I think we can all agree that when it comes to customer service, instant gratification is upping the ante for everyone across the board. Whether it’s ordering an online product or picking up a latte at your local Starbucks, customers want what they want on the spot, no questions asked.
And if the product or service they buy isn’t up to their exacting standards? The only way a company can successfully make up for a mistake – or a dissatisfied customer – is to be equally expedient in addressing the customer’s needs. Ecommerce leaders like Amazon have become the benchmark for driving this part of the instant gratification agenda, with its no hassle return policies, money back guarantees, and immediate access to customer service if and when a product needs to be returned. There are many online retailers that have followed suit in simplifying returns processes, from shoe stores to electronics suppliers – and the list keeps growing as the stakes get higher.
The reality is, capturing the consumer’s attention is only the first step in the customer service process. Anyone shopping online, whether by desktop computer or mobile device, needs to feel comfortable that should they make an impulse purchase, there’s no penalty – or headaches – associated with changing their minds, whatever the country of origin of the retailer.

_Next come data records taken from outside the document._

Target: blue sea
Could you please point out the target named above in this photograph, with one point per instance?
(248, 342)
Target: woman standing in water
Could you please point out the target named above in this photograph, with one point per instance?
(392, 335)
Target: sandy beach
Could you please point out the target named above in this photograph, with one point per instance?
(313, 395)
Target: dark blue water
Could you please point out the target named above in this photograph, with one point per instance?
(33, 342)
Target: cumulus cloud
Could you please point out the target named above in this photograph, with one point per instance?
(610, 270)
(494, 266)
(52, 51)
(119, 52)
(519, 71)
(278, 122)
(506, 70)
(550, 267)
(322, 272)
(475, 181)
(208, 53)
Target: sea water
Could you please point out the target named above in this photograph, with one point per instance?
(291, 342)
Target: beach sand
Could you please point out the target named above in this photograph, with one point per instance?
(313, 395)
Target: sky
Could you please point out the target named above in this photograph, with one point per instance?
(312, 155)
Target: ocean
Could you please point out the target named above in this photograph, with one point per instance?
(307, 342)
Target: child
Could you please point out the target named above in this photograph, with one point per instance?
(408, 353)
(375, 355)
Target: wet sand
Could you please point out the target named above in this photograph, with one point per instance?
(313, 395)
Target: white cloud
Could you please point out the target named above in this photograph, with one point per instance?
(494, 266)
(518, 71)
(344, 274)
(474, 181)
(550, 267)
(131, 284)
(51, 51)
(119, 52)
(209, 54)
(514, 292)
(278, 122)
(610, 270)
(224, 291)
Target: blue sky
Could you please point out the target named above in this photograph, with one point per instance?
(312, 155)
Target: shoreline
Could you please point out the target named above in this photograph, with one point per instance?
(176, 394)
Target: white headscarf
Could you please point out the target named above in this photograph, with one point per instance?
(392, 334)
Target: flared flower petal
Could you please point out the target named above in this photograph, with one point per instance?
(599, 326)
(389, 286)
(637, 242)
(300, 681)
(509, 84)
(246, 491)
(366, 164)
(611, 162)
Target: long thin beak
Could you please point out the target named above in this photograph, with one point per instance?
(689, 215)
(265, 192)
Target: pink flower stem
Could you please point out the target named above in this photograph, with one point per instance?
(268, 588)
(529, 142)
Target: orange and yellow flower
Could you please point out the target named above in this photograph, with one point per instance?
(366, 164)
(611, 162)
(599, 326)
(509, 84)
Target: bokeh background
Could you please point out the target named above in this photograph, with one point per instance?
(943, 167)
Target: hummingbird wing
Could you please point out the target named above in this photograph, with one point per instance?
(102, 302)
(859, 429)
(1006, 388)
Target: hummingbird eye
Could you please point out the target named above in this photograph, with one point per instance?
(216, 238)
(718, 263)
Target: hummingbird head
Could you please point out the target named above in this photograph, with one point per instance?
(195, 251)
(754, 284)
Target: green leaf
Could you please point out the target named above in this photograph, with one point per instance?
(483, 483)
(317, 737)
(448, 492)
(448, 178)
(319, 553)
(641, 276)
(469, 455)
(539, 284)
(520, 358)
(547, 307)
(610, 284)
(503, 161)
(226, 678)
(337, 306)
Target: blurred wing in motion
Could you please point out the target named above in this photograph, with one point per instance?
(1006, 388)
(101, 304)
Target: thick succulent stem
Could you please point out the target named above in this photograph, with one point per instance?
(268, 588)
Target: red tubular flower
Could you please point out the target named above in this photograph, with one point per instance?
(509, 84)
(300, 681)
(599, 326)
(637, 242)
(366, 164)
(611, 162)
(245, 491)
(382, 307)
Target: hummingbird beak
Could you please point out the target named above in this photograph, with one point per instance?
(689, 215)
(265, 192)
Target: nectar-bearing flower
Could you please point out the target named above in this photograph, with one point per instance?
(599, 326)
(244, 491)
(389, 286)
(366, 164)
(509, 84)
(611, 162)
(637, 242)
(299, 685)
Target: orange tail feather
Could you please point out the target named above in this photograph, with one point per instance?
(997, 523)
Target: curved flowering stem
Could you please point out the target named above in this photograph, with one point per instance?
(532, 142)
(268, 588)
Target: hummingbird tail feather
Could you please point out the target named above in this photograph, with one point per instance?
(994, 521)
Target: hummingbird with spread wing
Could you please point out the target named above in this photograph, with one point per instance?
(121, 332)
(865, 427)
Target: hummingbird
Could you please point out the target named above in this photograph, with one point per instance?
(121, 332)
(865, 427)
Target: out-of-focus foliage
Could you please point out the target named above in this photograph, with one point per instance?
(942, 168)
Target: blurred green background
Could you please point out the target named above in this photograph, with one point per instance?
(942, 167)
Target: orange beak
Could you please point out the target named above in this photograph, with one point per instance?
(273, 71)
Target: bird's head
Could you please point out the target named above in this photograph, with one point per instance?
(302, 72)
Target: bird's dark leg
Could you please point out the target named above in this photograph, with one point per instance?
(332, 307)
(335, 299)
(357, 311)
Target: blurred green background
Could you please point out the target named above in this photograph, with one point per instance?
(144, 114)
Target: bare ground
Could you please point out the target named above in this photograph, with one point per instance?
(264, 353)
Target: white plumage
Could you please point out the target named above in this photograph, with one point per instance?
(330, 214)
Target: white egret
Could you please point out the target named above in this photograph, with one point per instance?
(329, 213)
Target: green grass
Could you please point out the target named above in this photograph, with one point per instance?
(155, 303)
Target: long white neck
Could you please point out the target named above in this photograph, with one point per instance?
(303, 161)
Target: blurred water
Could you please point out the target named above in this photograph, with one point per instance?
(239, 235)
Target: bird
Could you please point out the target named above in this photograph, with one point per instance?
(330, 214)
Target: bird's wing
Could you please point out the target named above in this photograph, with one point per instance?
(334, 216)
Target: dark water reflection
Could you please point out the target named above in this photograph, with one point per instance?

Even postal services are getting into the act. There’s an interesting initiative being piloted by Canada Post – a new 24/7 concept store called the Drive-thru Parcel Centre – where consumers can pick up their ecommerce orders, use the on-site fitting room to try on clothing purchases, and repackage and return any or all of their items using a self-service shipping station.
Happy returns indeed.
Do return policies influence your online purchase decisions?